Isn't that simply a matter of targeting an older glibc? I am probably missing something though.

Yes, "simply". It's a very fun process. Around 100 times more fun than the onerous

  git config --global core.symlinks true

Anyone who talks nonchalantly about glibc hasn't had their time eaten up by glibc.

Like it’s absolutely a nightmare but you can eliminate a lot of problems by building on an ancient version of RHEL.

It says a lot about Linux development that for cases like these "just install the Linux equivalent of Windows XP in a container and run the tools inside that" is an accepted solution.

It's a solution that works well and is used by loads of developers, but it's still comically silly.

There are other approaches like https://github.com/wheybags/glibc_version_header or sysroots with older glibc, e.g. https://wiki.gentoo.org/wiki/Crossdev - you don't need your whole XP, just the the system libs to link against.

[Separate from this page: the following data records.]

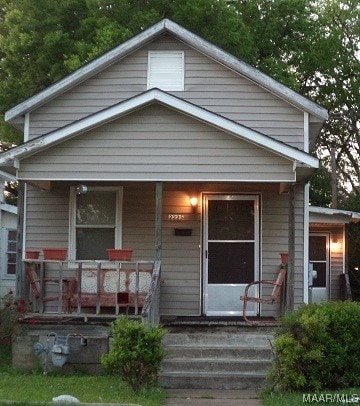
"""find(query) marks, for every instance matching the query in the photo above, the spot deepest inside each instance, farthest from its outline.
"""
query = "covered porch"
(159, 223)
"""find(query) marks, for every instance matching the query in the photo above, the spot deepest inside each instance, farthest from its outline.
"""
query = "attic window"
(166, 70)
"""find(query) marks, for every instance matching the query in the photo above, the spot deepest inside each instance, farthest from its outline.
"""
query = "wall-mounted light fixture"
(335, 244)
(193, 203)
(81, 189)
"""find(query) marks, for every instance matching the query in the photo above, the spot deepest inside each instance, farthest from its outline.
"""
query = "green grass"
(325, 397)
(37, 387)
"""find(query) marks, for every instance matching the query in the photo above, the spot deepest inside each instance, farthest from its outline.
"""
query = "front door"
(231, 252)
(319, 263)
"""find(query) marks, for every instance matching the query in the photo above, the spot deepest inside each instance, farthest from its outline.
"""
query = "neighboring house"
(328, 252)
(164, 117)
(8, 234)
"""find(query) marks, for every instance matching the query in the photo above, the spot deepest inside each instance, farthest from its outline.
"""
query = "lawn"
(37, 387)
(346, 396)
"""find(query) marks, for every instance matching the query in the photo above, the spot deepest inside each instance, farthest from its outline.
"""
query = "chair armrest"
(256, 283)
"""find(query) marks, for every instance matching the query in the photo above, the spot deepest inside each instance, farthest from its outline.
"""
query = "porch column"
(158, 221)
(289, 306)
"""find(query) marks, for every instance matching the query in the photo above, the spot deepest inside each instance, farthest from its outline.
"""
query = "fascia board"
(184, 35)
(156, 95)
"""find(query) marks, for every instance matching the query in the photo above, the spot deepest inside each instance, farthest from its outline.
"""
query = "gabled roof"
(157, 96)
(166, 26)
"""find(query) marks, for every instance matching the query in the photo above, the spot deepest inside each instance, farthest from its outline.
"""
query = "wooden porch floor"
(167, 321)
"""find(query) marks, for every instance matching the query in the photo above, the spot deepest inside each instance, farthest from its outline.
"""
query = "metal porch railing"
(95, 284)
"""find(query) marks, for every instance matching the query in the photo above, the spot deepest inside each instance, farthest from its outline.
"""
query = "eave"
(115, 54)
(300, 158)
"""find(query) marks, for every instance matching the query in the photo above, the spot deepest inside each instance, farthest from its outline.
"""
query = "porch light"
(193, 203)
(81, 189)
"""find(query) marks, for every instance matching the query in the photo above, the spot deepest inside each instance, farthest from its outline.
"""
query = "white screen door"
(319, 259)
(231, 252)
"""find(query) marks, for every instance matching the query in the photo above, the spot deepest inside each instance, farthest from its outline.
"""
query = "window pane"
(97, 207)
(231, 220)
(317, 248)
(93, 243)
(11, 269)
(320, 280)
(12, 235)
(231, 263)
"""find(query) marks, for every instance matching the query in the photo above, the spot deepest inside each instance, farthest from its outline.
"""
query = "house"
(114, 153)
(328, 252)
(8, 254)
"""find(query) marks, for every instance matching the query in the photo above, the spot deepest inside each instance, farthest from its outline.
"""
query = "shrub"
(318, 348)
(136, 352)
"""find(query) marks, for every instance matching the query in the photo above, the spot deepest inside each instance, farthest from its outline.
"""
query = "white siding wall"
(207, 84)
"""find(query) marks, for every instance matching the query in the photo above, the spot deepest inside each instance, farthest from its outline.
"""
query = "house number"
(176, 217)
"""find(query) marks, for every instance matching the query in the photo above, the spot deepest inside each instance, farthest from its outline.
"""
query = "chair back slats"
(34, 282)
(278, 284)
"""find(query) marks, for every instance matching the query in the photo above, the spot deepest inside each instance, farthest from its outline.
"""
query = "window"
(166, 70)
(11, 253)
(95, 222)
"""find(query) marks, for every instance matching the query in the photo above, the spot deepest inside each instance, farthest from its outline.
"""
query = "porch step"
(216, 357)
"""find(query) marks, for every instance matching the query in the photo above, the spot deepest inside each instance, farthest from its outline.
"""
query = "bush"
(318, 348)
(136, 352)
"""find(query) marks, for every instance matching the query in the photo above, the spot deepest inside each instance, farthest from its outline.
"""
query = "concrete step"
(243, 339)
(216, 358)
(196, 352)
(223, 365)
(211, 380)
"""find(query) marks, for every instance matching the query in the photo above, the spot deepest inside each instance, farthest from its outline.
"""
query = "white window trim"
(4, 256)
(72, 216)
(180, 85)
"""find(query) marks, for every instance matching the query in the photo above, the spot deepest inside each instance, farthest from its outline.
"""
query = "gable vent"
(166, 70)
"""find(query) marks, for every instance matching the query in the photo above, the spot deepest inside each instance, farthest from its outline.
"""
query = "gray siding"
(156, 143)
(207, 84)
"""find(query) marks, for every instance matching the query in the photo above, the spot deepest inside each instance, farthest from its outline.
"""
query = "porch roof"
(302, 160)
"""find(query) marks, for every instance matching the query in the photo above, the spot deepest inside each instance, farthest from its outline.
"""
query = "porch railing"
(92, 283)
(150, 314)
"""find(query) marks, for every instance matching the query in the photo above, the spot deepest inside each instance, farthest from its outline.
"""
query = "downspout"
(158, 221)
(20, 271)
(291, 247)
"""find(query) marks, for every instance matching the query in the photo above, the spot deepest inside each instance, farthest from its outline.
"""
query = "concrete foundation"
(87, 343)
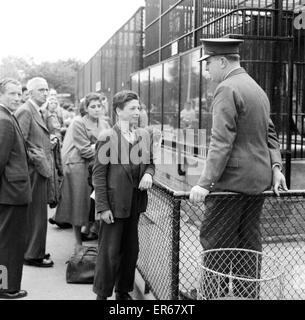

Sure, having a nice SDK where you can just specify the minimum vesion you want to support would be nice but who do you expect to develop such an SDK? GNU/glibc maintainers? They would rather you ship as source. Red Hat / SUSE / Canonical? They want you to target only their distro. Valve? They decided its easier to just provide an unchaning set of libraries since they need to support existing games that got things wrong anyway and already have a distribution platform to distribute such a base system along with the games without bundling it into every single one.